Currently, the pass-through tests are not executed in the CI, and regressions test have duplicated logic to build cppfront (granted, its not that complex anyways).

The idea is that whatever cppfront lowers or outputs should be platform agnostic, likewise for the built executables, and so, for most tests there should be only a single output with which to test against. Additionally, plenty of tests do not output anything when executed, so rather than creating empty files, we should check that the executables under test didn't output anything as well.

Let's take as an example this recent commit, which added 1 test: 54edaba.

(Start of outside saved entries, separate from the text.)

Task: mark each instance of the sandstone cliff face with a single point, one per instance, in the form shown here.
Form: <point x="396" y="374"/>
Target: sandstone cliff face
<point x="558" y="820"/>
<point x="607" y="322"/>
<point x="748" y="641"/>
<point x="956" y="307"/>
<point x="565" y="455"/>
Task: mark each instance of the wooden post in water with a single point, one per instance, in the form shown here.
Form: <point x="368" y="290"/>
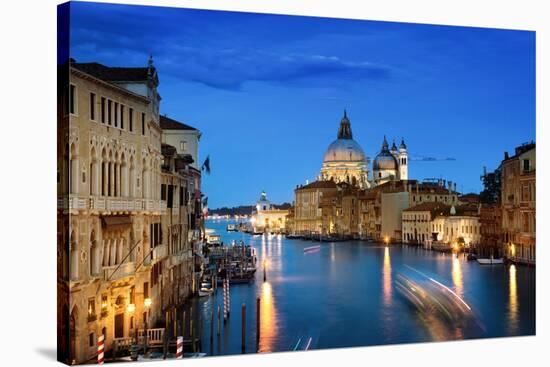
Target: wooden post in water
<point x="218" y="320"/>
<point x="175" y="322"/>
<point x="257" y="323"/>
<point x="192" y="334"/>
<point x="183" y="320"/>
<point x="166" y="331"/>
<point x="243" y="328"/>
<point x="228" y="300"/>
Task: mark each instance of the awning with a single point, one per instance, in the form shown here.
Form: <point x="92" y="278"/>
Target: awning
<point x="117" y="222"/>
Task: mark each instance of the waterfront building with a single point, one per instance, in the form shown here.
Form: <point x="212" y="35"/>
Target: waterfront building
<point x="390" y="165"/>
<point x="370" y="210"/>
<point x="183" y="137"/>
<point x="440" y="191"/>
<point x="417" y="222"/>
<point x="308" y="216"/>
<point x="490" y="221"/>
<point x="172" y="269"/>
<point x="457" y="226"/>
<point x="267" y="218"/>
<point x="470" y="198"/>
<point x="344" y="159"/>
<point x="392" y="206"/>
<point x="110" y="205"/>
<point x="340" y="212"/>
<point x="518" y="198"/>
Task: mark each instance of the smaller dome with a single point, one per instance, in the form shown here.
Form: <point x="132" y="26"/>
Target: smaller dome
<point x="384" y="162"/>
<point x="393" y="147"/>
<point x="346" y="150"/>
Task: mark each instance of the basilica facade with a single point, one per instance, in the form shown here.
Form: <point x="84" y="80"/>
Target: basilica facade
<point x="345" y="161"/>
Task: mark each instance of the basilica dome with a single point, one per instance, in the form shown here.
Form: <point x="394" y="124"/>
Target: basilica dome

It created the following files (related to testing):

regression-tests/pure2-trailing-comma-assert.cpp2
regression-tests/test-results/pure2-trailing-comma-assert.cpp
regression-tests/test-results/pure2-trailing-comma-assert.cpp2.output
regression-tests/test-results/pure2-trailing-comma-assert.out
regression-tests/test-results/apple-clang-14-c++2b/pure2-trailing-comma-assert.cpp.execution
regression-tests/test-results/apple-clang-14-c++2b/pure2-trailing-comma-assert.cpp.output
regression-tests/test-results/apple-clang-15-c++2b/pure2-trailing-comma-assert.cpp.execution
regression-tests/test-results/apple-clang-15-c++2b/pure2-trailing-comma-assert.cpp.output
regression-tests/test-results/clang-12-c++20/pure2-trailing-comma-assert.cpp.execution
regression-tests/test-results/clang-12-c++20/pure2-trailing-comma-assert.cpp.output
regression-tests/test-results/clang-15-c++20-libcpp/pure2-trailing-comma-assert.cpp.execution
regression-tests/test-results/clang-15-c++20-libcpp/pure2-trailing-comma-assert.cpp.output
regression-tests/test-results/clang-15-c++20/pure2-trailing-comma-assert.cpp.execution
regression-tests/test-results/clang-15-c++20/pure2-trailing-comma-assert.cpp.output
regression-tests/test-results/clang-18-c++20/pure2-trailing-comma-assert.cpp.execution
regression-tests/test-results/clang-18-c++20/pure2-trailing-comma-assert.cpp.output
regression-tests/test-results/gcc-10-c++20/pure2-trailing-comma-assert.cpp.execution
regression-tests/test-results/gcc-10-c++20/pure2-trailing-comma-assert.cpp.output
regression-tests/test-results/gcc-13-c++2b/pure2-trailing-comma-assert.cpp.execution
regression-tests/test-results/gcc-13-c++2b/pure2-trailing-comma-assert.cpp.output
regression-tests/test-results/gcc-14-c++2b/pure2-trailing-comma-assert.cpp.execution
regression-tests/test-results/gcc-14-c++2b/pure2-trailing-comma-assert.cpp.output
regression-tests/test-results/msvc-2022-c++20/pure2-trailing-comma-assert.cpp.execution
regression-tests/test-results/msvc-2022-c++20/pure2-trailing-comma-assert.cpp.output
regression-tests/test-results/msvc-2022-c++latest/pure2-trailing-comma-assert.cpp.execution
regression-tests/test-results/msvc-2022-c++latest/pure2-trailing-comma-assert.cpp.output

Other than the test itself, it added 25 new files: Two per each target, plus the lowered output, plus the output of cppfront. 23 of those files are empty.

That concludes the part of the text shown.